Mr. Lelyveld retired a week before the terrorist attacks of Sept. 11, 2001, and coverage of the biggest story of the new century fell to his successor, Howell Raines, a hard-driving former political reporter and editor of the editorial page. Mr. Raines’s staff won a record seven Pulitzers in 2002, six for its 9/11 work. But a year later, The Times was hit by a scandal that led to an interim encore by Mr. Lelyveld.
In June 2003, after weeks of anguish over disclosures of journalistic fraud and plagiarism by a reporter, Jayson Blair, and the resignations of Mr. Raines as executive editor and Gerald M. Boyd as managing editor, Mr. Lelyveld, at the behest of the publisher, Arthur Sulzberger Jr., returned to work to restore calm and credibility to the paper’s damaged reputation until a new leader could be named.
Traumatized by the scandal and exhausted by Mr. Raines’s demands for greater production, the staff largely welcomed the return of Mr. Lelyveld, who professed some reluctance, having embarked on a new career writing books and freelance articles. Six weeks later, Bill Keller, a columnist and former Times correspondent who had been Mr. Lelyveld’s managing editor and his choice as a successor, was named the executive editor.
“Joe ran a superb newsroom, and under him we produced a superb newspaper,” Mr. Sulzberger told Stephen J. Dubner for a 2005 profile of Mr. Lelyveld in New York magazine. “Under him we entered into the digital age, we broke circulation barriers, advertising barriers, won a plethora of awards. It was Joe who assembled the talent that’s now driving the paper forward. He was a damn fine editor.”
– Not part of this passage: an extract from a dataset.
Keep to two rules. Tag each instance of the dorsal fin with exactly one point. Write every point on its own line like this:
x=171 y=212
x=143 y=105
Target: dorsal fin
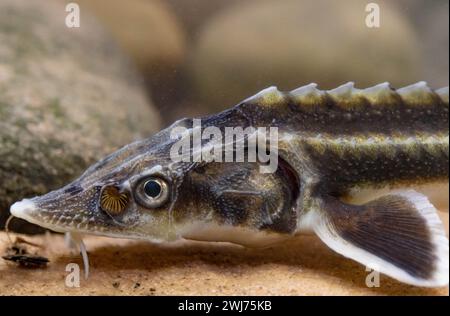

Mr. Lelyveld’s reputation as a journalist was secure long before he wrote “Move Your Shadow” (1985). Exploring ordeals and absurdities under South Africa’s apartheid system of racial separation, the book was based on his two reporting tours in Johannesburg, the first in 1965-66, when he was expelled after 11 months by a government displeased with his work, and a second from 1980 to 1983.